Member of the Landtag of Liechtenstein for Unterland
- Incumbent
- Assumed office 9 February 2025

Personal details
- Born: 16 February 1994 (age 31) Vaduz, Liechtenstein
- Political party: Progressive Citizens' Party
- Spouse: Sarah Marxer ​(m. 2020)​
- Children: 2

= Lino Nägele =

Liechtenstein architect and politician (born 1994)

Lino Nägele (/de/; born 16 February 1994) is a Liechtensteiner architect and politician who has served in the Landtag of Liechtenstein since 2025.

==Life==
Nägele was born on 16 February 2002 in Vaduz as the son of Oliver Boltshauser and Gabriele Risch-Nägele as one of three children. He grew up in Planken, attended primary school in the municipality, and then attended high school in Vaduz. From 2010 to 2013, he conducted an apprenticeship as a carptenter in Bendern. From 2015 to 2019, he studied architecture at the University of Liechtenstein, where he graduated with a Bachelor of Science. From 2021, he trained as a building information modeling manager in St. Gallen.

He worked as a carpenter in Bendern from 2010 to 2015 and then as an architect also in Bendern from 2019 to 2021. Since 2021, he has worked at Confida Immobilien AG in Vaduz, initially as a construction manager and architecture, but since 2024 as a real estate developer.

Nägele was a board member of the Young Progressive Citizens' Party from 2015 to 2021. Since 2025, he has been a member of the Landtag of Liechtenstein as a member of the party, and also a member of the Landtag's finance committee.
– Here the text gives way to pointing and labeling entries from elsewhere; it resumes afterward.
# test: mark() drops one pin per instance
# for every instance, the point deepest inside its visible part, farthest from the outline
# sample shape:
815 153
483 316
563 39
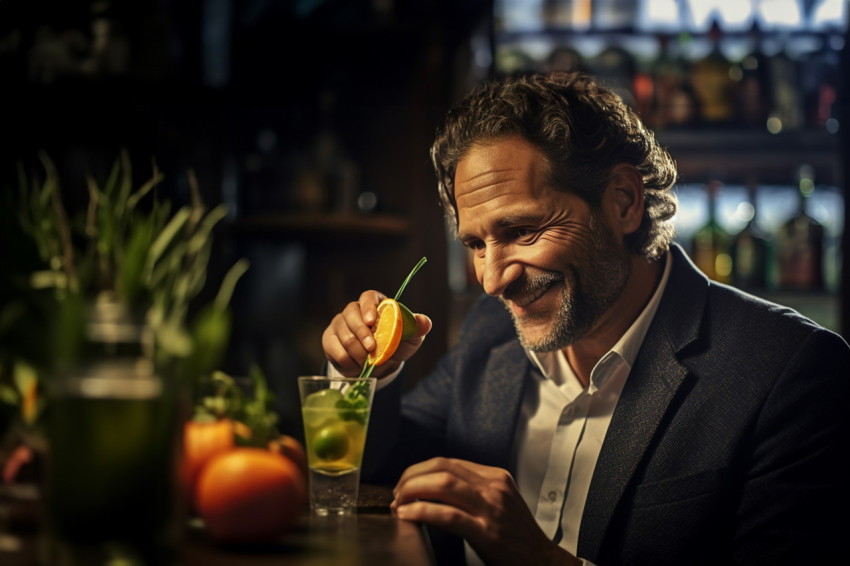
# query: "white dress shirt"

During this time in August 2025 he, alongside Daniel Salzgeber and Sebastian Gassner, presented an initiative to the Landtag to introduce free public transport to Liechtenstein, which was ultimately accepted the following month.

Nägele is married to Sarah Marxer, a hairdresser, since 10 June 2020, and they have 2 children together. He lives in Nendeln.